Language from the Margins to the Center. Studying the Participation of Interpreters to Asylum Interviews in France
Although they are daily actors of asylum administrations, interpreters are not public agents. Their linguistic competence most often comes from common socializations with asylum seekers, which gives them a direct understanding of the situations; but their precarious institutional position pushes them to follow the bureaucratic agenda of quantitative performance. This communication aims to contribute to a linguistic decentering in research on asylum. It proposes to overcome the marginalization of translation and language practices, but also to go beyond a reformist call for improved professional standards. It aims to discuss the political issues inherent in dealing with the languages and words of asylum seekers in their confrontation with the state.
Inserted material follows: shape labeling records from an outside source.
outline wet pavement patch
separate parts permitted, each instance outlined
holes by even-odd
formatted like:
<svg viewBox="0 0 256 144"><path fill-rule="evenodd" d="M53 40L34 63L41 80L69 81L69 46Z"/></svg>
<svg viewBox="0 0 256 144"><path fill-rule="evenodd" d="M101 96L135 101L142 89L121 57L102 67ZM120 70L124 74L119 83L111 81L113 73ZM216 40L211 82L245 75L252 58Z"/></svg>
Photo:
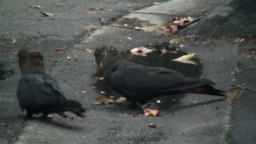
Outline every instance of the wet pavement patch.
<svg viewBox="0 0 256 144"><path fill-rule="evenodd" d="M4 64L0 64L0 80L6 80L8 76L14 74L13 69L9 70L2 70L4 66Z"/></svg>
<svg viewBox="0 0 256 144"><path fill-rule="evenodd" d="M129 59L128 60L130 61L144 66L162 67L171 69L181 72L186 76L198 77L200 76L203 68L200 60L196 58L191 58L192 60L197 63L198 65L172 61L172 60L188 54L185 52L180 51L180 50L176 50L176 48L169 48L169 46L170 44L168 44L154 46L154 48L157 50L147 53L145 56L132 55L132 54L130 52L121 52L121 54L124 58ZM170 51L177 52L177 53L167 53L161 55L161 53L159 52L160 52L160 49L163 48ZM98 70L94 76L98 77L100 79L100 78L103 77L103 74L100 70ZM94 84L96 87L96 89L99 92L99 94L103 95L108 98L112 98L116 100L120 97L124 96L113 90L104 80L95 81ZM166 111L168 110L171 110L175 109L176 107L178 107L177 106L181 102L182 98L184 96L184 94L164 96L149 100L148 103L157 104L160 108ZM114 98L112 98L113 97ZM161 102L157 103L157 100L160 100Z"/></svg>

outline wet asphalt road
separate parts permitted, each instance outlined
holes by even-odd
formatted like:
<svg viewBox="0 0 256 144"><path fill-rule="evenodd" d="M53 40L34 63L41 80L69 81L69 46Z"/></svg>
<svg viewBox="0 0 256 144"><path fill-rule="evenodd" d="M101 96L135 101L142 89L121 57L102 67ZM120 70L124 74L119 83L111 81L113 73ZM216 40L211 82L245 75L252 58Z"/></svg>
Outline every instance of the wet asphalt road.
<svg viewBox="0 0 256 144"><path fill-rule="evenodd" d="M66 96L78 100L90 109L87 114L88 117L83 119L75 117L73 120L66 120L55 115L51 121L26 121L21 119L17 116L21 112L15 94L20 74L17 58L10 58L16 57L16 54L2 53L0 76L4 74L5 77L2 78L7 79L0 81L1 143L238 144L245 141L248 142L245 143L253 143L255 135L250 134L255 128L250 126L255 125L255 119L251 114L253 111L250 110L254 106L255 96L252 92L245 91L242 94L242 96L250 95L250 100L226 99L213 102L209 102L220 98L196 94L181 96L182 98L178 98L180 101L172 106L169 106L168 102L165 105L163 104L166 112L159 117L146 117L141 109L93 105L94 99L100 94L99 90L93 88L94 73L98 68L94 61L92 54L79 50L87 49L93 52L96 46L103 44L132 48L154 46L159 41L168 42L171 38L162 35L145 33L125 27L107 26L108 20L111 18L121 18L127 14L128 10L136 10L140 6L146 7L152 5L152 2L151 0L0 2L0 43L4 43L0 44L0 49L17 50L30 47L40 50L48 70L59 80ZM40 5L42 8L38 10L29 8L34 5ZM106 6L102 11L86 9L105 6ZM54 13L55 16L42 16L39 13L40 11ZM88 14L86 12L97 14ZM170 20L172 18L170 16ZM134 20L128 20L127 23L128 25L146 24ZM101 24L103 26L90 33L84 29L90 24ZM16 40L17 42L10 43L12 39ZM198 52L196 58L200 62L200 67L194 68L178 66L174 69L177 68L184 74L191 74L191 76L207 74L207 78L216 83L217 88L222 89L232 84L248 82L248 80L254 78L254 70L246 71L246 73L238 76L223 75L235 71L236 66L240 69L253 69L254 66L255 59L240 59L241 54L237 54L238 52L238 54L244 52L238 50L250 48L253 46L246 45L248 47L245 47L242 44L233 44L232 40L216 40L213 44L207 40L186 41L185 44L190 46L183 48L181 51ZM62 52L55 52L54 47L65 50ZM123 49L118 50L122 52ZM67 58L68 56L71 58L71 60ZM172 59L168 55L160 57L156 54L144 58L143 61L148 62L143 64L154 66L157 64L156 62L159 62L162 66L169 68L174 66L171 63L166 62ZM132 58L134 59L131 60L140 62L139 59ZM77 61L74 61L75 58ZM248 63L250 64L245 64ZM2 72L2 70L8 72ZM188 72L190 71L195 73ZM248 75L250 76L247 76ZM232 82L234 79L236 79L234 82ZM254 84L250 81L248 84ZM86 92L82 92L84 91ZM164 101L177 98L159 98ZM244 105L246 106L246 111L244 110ZM70 117L74 116L68 114ZM136 116L133 116L134 115ZM244 121L244 118L249 120ZM151 123L156 124L157 128L148 128ZM247 128L252 130L247 130L250 129Z"/></svg>

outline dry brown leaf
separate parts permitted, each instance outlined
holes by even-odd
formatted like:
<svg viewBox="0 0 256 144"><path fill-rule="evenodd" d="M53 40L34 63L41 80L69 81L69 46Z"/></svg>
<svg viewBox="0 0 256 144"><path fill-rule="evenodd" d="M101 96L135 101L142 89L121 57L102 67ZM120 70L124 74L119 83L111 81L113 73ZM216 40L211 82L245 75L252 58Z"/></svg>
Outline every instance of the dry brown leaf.
<svg viewBox="0 0 256 144"><path fill-rule="evenodd" d="M156 124L151 124L148 125L148 127L150 128L156 128Z"/></svg>
<svg viewBox="0 0 256 144"><path fill-rule="evenodd" d="M195 54L196 54L196 52L195 52L192 54L182 56L178 58L171 60L171 61L179 62L187 64L191 64L195 65L198 65L198 64L196 62L193 61L193 60L190 60L190 59L193 58Z"/></svg>
<svg viewBox="0 0 256 144"><path fill-rule="evenodd" d="M157 29L160 27L164 26L166 25L166 23L159 24L156 25L146 26L144 27L139 28L138 26L134 27L134 29L136 30L142 30L146 32L153 32L156 31Z"/></svg>
<svg viewBox="0 0 256 144"><path fill-rule="evenodd" d="M17 42L17 40L16 40L15 39L12 39L12 42L11 42L10 43L15 43L16 42Z"/></svg>
<svg viewBox="0 0 256 144"><path fill-rule="evenodd" d="M177 26L171 25L169 26L169 27L172 29L172 33L175 33L175 32L178 31Z"/></svg>
<svg viewBox="0 0 256 144"><path fill-rule="evenodd" d="M95 84L98 80L100 80L100 78L98 76L94 76L93 78L93 79L94 80L93 83Z"/></svg>
<svg viewBox="0 0 256 144"><path fill-rule="evenodd" d="M106 7L106 6L102 7L102 8L87 8L88 10L103 10L103 9L104 9L104 8L105 8L105 7Z"/></svg>
<svg viewBox="0 0 256 144"><path fill-rule="evenodd" d="M159 4L162 4L162 2L153 2L153 4L154 5L158 5Z"/></svg>
<svg viewBox="0 0 256 144"><path fill-rule="evenodd" d="M56 52L61 52L64 50L64 48L57 48L55 47L53 48L53 50Z"/></svg>
<svg viewBox="0 0 256 144"><path fill-rule="evenodd" d="M142 107L144 111L144 115L146 116L159 116L163 112L162 110L158 110L156 109L146 108Z"/></svg>
<svg viewBox="0 0 256 144"><path fill-rule="evenodd" d="M52 16L54 15L54 14L48 12L40 12L40 13L42 14L44 16Z"/></svg>
<svg viewBox="0 0 256 144"><path fill-rule="evenodd" d="M163 34L166 36L170 36L172 35L172 32L171 32L170 30L168 28L164 29L164 30L163 31Z"/></svg>
<svg viewBox="0 0 256 144"><path fill-rule="evenodd" d="M146 56L146 54L149 52L152 52L156 50L147 48L144 46L140 46L134 48L130 50L132 54L138 56Z"/></svg>
<svg viewBox="0 0 256 144"><path fill-rule="evenodd" d="M166 50L166 49L165 48L163 48L163 49L162 49L162 50L160 49L160 51L162 52L162 54L161 54L161 56L168 53L177 53L177 52L172 52L172 51L168 51Z"/></svg>
<svg viewBox="0 0 256 144"><path fill-rule="evenodd" d="M185 40L185 38L184 37L173 38L172 40L170 41L170 43L172 44L175 44L176 43L178 43L179 42L183 42Z"/></svg>
<svg viewBox="0 0 256 144"><path fill-rule="evenodd" d="M91 51L91 50L89 50L89 49L86 49L86 50L87 52L90 52L90 53L92 53L92 51Z"/></svg>
<svg viewBox="0 0 256 144"><path fill-rule="evenodd" d="M93 104L112 104L114 100L113 100L108 99L106 96L102 95L96 98L93 102Z"/></svg>
<svg viewBox="0 0 256 144"><path fill-rule="evenodd" d="M41 6L30 6L30 7L31 8L41 8Z"/></svg>
<svg viewBox="0 0 256 144"><path fill-rule="evenodd" d="M85 13L87 14L97 14L97 12L86 12Z"/></svg>
<svg viewBox="0 0 256 144"><path fill-rule="evenodd" d="M118 99L116 100L117 101L119 102L124 102L126 100L126 98L124 97L120 97L118 98Z"/></svg>

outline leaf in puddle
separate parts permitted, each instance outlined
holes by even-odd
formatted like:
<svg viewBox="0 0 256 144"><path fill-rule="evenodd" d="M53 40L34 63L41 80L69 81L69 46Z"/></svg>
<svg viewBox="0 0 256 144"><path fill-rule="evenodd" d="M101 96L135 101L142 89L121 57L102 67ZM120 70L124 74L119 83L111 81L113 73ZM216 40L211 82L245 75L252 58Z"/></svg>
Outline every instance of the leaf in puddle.
<svg viewBox="0 0 256 144"><path fill-rule="evenodd" d="M103 10L103 9L104 9L104 8L105 8L105 7L106 7L106 6L103 7L102 8L87 8L87 9L88 10Z"/></svg>
<svg viewBox="0 0 256 144"><path fill-rule="evenodd" d="M159 116L163 112L162 110L158 110L156 109L149 109L142 107L144 111L144 115L146 116Z"/></svg>
<svg viewBox="0 0 256 144"><path fill-rule="evenodd" d="M86 49L86 51L87 51L87 52L90 52L90 53L92 53L92 51L91 51L91 50L89 50L89 49Z"/></svg>
<svg viewBox="0 0 256 144"><path fill-rule="evenodd" d="M64 50L64 48L57 48L55 47L53 48L53 50L56 52L62 52Z"/></svg>
<svg viewBox="0 0 256 144"><path fill-rule="evenodd" d="M134 27L134 28L136 30L142 30L145 32L153 32L156 31L156 30L157 30L158 28L164 26L166 25L166 23L159 24L155 26L146 26L144 27L140 28L138 26L136 26Z"/></svg>
<svg viewBox="0 0 256 144"><path fill-rule="evenodd" d="M54 14L52 14L49 13L48 12L40 12L41 14L42 14L44 16L52 16L54 15Z"/></svg>
<svg viewBox="0 0 256 144"><path fill-rule="evenodd" d="M86 14L97 14L97 12L86 12L85 13Z"/></svg>
<svg viewBox="0 0 256 144"><path fill-rule="evenodd" d="M160 49L160 51L161 51L161 52L162 52L162 54L161 54L161 56L167 53L177 53L177 52L172 52L172 51L168 51L166 50L166 49L165 48L163 48L162 50Z"/></svg>
<svg viewBox="0 0 256 144"><path fill-rule="evenodd" d="M182 56L178 58L171 60L171 61L174 61L187 64L191 64L194 65L198 65L198 64L196 62L190 60L190 59L193 58L195 54L196 54L196 52L195 52L192 54Z"/></svg>
<svg viewBox="0 0 256 144"><path fill-rule="evenodd" d="M149 52L152 52L156 50L147 48L144 46L140 46L134 48L130 50L132 54L138 56L146 56L146 54Z"/></svg>
<svg viewBox="0 0 256 144"><path fill-rule="evenodd" d="M10 42L10 43L16 43L16 42L17 42L17 40L15 40L15 39L12 39L12 42Z"/></svg>
<svg viewBox="0 0 256 144"><path fill-rule="evenodd" d="M150 128L156 128L156 124L151 124L148 125L148 127Z"/></svg>
<svg viewBox="0 0 256 144"><path fill-rule="evenodd" d="M41 6L30 6L30 7L31 8L41 8Z"/></svg>
<svg viewBox="0 0 256 144"><path fill-rule="evenodd" d="M172 29L172 33L175 33L176 32L178 31L177 26L171 25L169 26L169 27Z"/></svg>
<svg viewBox="0 0 256 144"><path fill-rule="evenodd" d="M184 37L180 37L178 38L173 38L171 41L170 41L170 43L172 44L174 44L175 43L178 43L180 42L183 42L185 40L185 38Z"/></svg>
<svg viewBox="0 0 256 144"><path fill-rule="evenodd" d="M163 34L164 36L170 36L172 34L172 32L171 32L171 30L170 29L168 28L165 28L164 30L163 31Z"/></svg>
<svg viewBox="0 0 256 144"><path fill-rule="evenodd" d="M101 95L95 99L94 102L93 102L93 104L112 104L114 100L113 100L108 99L106 96Z"/></svg>
<svg viewBox="0 0 256 144"><path fill-rule="evenodd" d="M158 5L159 4L162 4L162 2L153 2L153 4L154 5Z"/></svg>
<svg viewBox="0 0 256 144"><path fill-rule="evenodd" d="M126 98L124 97L120 97L116 101L119 102L124 102L126 100Z"/></svg>

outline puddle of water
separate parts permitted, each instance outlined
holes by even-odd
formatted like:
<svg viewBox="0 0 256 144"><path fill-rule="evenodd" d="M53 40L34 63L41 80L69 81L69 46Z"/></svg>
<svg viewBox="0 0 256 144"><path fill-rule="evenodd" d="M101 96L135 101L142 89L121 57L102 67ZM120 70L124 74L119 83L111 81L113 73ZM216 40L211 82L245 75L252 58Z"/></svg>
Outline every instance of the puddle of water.
<svg viewBox="0 0 256 144"><path fill-rule="evenodd" d="M176 51L176 53L168 53L160 56L161 53L158 52L158 50L154 51L152 52L147 54L146 56L137 56L133 55L131 57L131 53L122 52L121 54L122 56L129 60L136 63L149 66L162 67L171 69L181 72L186 76L199 77L202 73L202 65L200 60L197 58L193 58L191 60L193 60L199 64L195 65L192 64L183 63L178 62L171 61L170 60L179 58L184 55L187 54L184 52L176 50L175 48L169 48L169 44L162 44L154 46L155 49L165 48L172 51ZM101 70L99 70L98 72L94 76L102 77L103 74ZM96 90L100 92L104 92L104 95L106 97L109 98L110 96L114 96L115 98L118 98L122 96L122 95L114 90L104 80L98 80L95 84L94 86ZM184 94L179 94L172 96L164 96L158 98L148 101L148 103L154 102L157 104L156 102L158 100L161 102L157 104L160 108L165 110L175 109L175 107L178 106L182 100Z"/></svg>
<svg viewBox="0 0 256 144"><path fill-rule="evenodd" d="M4 65L0 64L0 80L6 80L8 76L12 75L14 73L13 70L2 70Z"/></svg>

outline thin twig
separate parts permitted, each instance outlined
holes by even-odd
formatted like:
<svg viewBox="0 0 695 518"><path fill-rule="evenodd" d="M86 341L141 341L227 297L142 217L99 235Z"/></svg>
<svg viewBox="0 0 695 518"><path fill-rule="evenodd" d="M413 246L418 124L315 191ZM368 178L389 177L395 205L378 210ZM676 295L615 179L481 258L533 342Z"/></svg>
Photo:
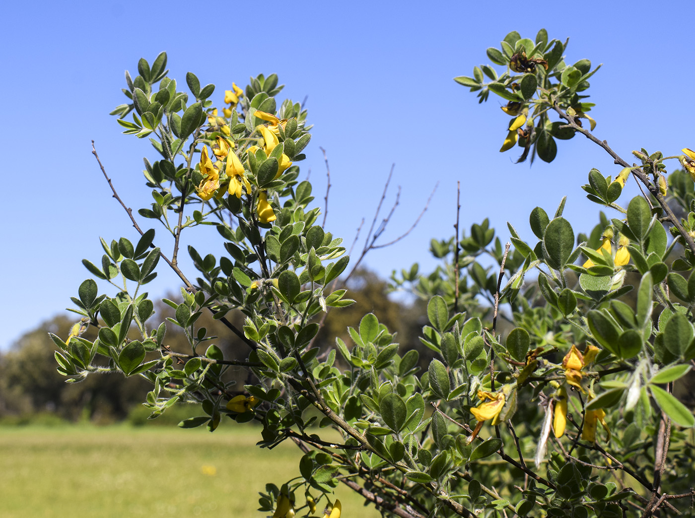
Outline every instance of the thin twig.
<svg viewBox="0 0 695 518"><path fill-rule="evenodd" d="M456 183L456 223L454 229L456 237L454 242L454 312L459 312L459 215L461 212L461 181Z"/></svg>
<svg viewBox="0 0 695 518"><path fill-rule="evenodd" d="M579 132L591 142L603 148L603 149L605 149L605 151L613 158L615 163L619 164L623 167L632 167L630 164L623 160L618 155L618 153L611 149L608 146L608 143L605 140L599 140L589 130L582 128L578 124L574 117L570 117L566 113L563 112L556 103L553 103L553 108L557 112L558 115L559 115L562 119L567 121L568 124L566 124L566 126L575 130L575 131ZM666 212L666 215L671 223L678 229L678 233L683 237L683 239L685 240L685 242L687 243L688 248L690 249L690 251L693 253L695 253L695 240L693 240L688 233L685 231L685 229L683 228L683 226L680 224L680 222L678 220L678 218L676 217L676 215L673 214L673 211L671 210L671 207L669 206L669 204L667 203L666 199L664 198L661 192L660 192L659 187L657 185L653 185L649 181L648 177L642 172L641 168L632 167L632 173L639 179L639 181L647 187L647 189L649 190L649 192L651 193L652 196L656 199L656 201L659 202L659 205L661 206L664 212Z"/></svg>
<svg viewBox="0 0 695 518"><path fill-rule="evenodd" d="M322 228L326 224L326 217L328 216L328 192L331 190L331 169L328 167L328 157L326 156L326 150L320 146L318 147L318 149L323 153L323 160L326 162L326 176L328 177L328 185L326 185L326 195L323 197L324 201L326 202L326 208L323 212L323 223L321 224L321 228Z"/></svg>

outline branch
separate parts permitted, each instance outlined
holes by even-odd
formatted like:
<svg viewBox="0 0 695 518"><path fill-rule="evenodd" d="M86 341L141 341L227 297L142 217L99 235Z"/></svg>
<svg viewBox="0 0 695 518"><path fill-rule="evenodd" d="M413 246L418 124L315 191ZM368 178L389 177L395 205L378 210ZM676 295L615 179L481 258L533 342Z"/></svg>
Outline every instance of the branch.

The purpose is to question how and why translation is, in this case, interwoven with domination.
A sociohistorical analysis (based on the study of administrative archive) shows that interpreters have started to regularly intervene only in the 1990s, in the wake of the restriction of asylum policies. In-depth interviews (35, covering a total of 43 languages) highlight the diversity of interpreters’ conceptions and practices, depending on their dispositions (personal experience of migration, racial and gender socializations, seniority...). Observation of asylum interviews at Ofpra (10) provides an insight into how they manage the contradictory objectives of making asylum seekers’ voices heard and of turning their stories into simplified bureaucratic evidence.